Sur cet échiquier géopolitique verglacé, Arnaud Montebourg, que l’on pourrait qualifier de « fou de la République » a osé blasphémer, en prônant ni plus ni moins la « nationalisation » du site de Florange, un mot qui nous rappelle « les heures les plus sombres de notre Histoire », celle d’avant 1983, quand la gauche s’imaginait encore de gauche et quand l’État exerçait sa pleine souveraineté. En déclarant aussi, sur un air de Marseillaise, que « Mittal n’avait pas respecté la France », il a réveillé un vieux fonds patriotique, sûrement moins sexy que sa marinière. A défaut de gaz de schiste, le bel Arnaud respire le schisme à plein nez.

Montebourg, ce politicien anachronique, sorte de tribun des années Jules Ferry téléporté en 2012. Montebourg, son phrasé délicieusement désuet, son port altier qui cadre si mal avec Moullande. Montebourg, ce cuirassier du verbe qui, dans un Reichshoffen moderne, tenterait la dernière charge, sabre au clair, contre l’Empire mondialisé !

Et dire qu’au moment où notre ministre du Redressement tentait encore de redresser, la , vicelarde à souhait, répondait à sa façon, en envisageant de retirer les taxes antidumping qui frappent les briquets chinois depuis 1991. BIC, une des marques fleurons de l’économie nationale, est la première victime de ce brutal retour de flamme : Bruxelles a jugé que cette protection n’était « plus nécessaire ».

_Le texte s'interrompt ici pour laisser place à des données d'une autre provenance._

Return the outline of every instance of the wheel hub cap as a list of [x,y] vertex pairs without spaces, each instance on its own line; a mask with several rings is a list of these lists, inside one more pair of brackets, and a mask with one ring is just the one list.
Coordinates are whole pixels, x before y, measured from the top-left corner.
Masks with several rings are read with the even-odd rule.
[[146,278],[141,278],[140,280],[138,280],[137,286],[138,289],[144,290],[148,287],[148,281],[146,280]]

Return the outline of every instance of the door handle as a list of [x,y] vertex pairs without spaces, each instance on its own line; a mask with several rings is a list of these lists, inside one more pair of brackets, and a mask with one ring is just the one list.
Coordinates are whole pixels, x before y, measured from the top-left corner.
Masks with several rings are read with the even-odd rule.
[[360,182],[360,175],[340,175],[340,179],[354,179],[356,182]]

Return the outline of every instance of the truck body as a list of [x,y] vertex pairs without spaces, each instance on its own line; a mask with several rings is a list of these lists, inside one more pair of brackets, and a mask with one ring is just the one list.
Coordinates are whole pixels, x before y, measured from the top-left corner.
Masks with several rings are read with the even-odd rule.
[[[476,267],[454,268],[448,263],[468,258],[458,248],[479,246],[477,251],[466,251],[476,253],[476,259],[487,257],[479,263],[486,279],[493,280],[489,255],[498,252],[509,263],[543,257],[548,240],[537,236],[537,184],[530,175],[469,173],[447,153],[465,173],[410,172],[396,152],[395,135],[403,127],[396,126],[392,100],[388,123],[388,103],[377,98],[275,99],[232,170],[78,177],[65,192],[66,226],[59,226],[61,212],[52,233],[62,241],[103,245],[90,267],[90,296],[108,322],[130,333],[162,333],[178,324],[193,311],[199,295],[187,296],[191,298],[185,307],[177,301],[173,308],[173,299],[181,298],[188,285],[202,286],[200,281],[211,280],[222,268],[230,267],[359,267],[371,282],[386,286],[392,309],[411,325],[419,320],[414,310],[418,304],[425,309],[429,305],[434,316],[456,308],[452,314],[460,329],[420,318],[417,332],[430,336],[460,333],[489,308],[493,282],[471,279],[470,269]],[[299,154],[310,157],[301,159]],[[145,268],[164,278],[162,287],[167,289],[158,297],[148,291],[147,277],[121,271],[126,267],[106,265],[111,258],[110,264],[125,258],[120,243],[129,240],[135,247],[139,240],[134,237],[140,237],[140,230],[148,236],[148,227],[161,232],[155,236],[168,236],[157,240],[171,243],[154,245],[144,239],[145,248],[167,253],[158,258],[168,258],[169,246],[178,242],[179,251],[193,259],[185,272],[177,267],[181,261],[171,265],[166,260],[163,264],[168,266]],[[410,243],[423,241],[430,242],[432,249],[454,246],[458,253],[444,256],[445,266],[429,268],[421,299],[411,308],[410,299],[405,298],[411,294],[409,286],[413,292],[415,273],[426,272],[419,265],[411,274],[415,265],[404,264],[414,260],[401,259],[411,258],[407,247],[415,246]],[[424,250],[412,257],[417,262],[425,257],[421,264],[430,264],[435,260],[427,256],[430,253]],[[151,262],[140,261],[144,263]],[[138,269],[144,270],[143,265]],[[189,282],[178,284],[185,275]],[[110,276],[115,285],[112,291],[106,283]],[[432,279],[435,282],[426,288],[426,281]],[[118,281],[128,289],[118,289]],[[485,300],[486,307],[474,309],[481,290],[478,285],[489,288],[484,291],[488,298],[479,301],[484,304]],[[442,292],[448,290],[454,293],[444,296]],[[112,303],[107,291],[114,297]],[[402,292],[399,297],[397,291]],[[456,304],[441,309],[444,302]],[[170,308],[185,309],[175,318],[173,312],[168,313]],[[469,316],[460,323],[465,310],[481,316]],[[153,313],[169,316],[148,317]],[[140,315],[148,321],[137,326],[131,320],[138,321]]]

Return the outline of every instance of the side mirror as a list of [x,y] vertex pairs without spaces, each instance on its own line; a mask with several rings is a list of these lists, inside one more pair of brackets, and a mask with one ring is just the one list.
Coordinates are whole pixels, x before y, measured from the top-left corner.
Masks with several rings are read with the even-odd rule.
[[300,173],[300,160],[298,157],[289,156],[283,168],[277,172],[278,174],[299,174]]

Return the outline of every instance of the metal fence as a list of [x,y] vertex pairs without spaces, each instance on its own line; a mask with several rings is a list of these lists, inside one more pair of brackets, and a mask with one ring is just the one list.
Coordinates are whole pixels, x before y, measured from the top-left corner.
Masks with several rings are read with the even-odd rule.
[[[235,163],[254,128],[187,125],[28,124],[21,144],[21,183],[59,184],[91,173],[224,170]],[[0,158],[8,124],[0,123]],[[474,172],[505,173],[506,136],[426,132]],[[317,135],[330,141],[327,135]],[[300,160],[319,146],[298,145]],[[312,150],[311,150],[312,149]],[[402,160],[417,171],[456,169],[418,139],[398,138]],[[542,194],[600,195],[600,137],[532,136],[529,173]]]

C’est la France de l’an 2012 : une économie en ruine, dont les dernières forteresses sont bombardées par une puissance extérieure, dont les lambeaux industriels sont menacés de mort par un milliardaire indien qui contrôle 20 000 de nos emplois.

Est-ce vraiment encore une question de gauche ou de droite ? On le sait, dans l’histoire, chaque camp a eu ses patriotes et ses traîtres à la nation. Au delà de la guerre économique, c’est une sourde lutte des civilisations qui reprend vigueur, 20 ans après la fin de la glaciation soviétique. Notons le bien : en Inde, la sortie de Montebourg a été considérée comme un acte « raciste ».

Loin de nos yeux, l’Argentine subit en ce moment même une attaque sans précédent du monstre financier : sous la forme de fonds spéculatifs américains, celui-ci demande au pays de rembourser 1,3 milliard de dollars… remontant à la faillite de 2001. Ce qui pourrait engager les autres créanciers à revenir saigner à blanc l’Argentine, en renégociant le paiement total des dettes du pays. Piège mortel tendu à un peuple qui eut l’audace de résister.

N’ayez aucun doute Monsieur Montebourg : si la France refuse d’obéir, elle ne subira pas le coup de chaleur des briquets chinois, mais plutôt l’haleine forte des lance-flammes de l’Empire.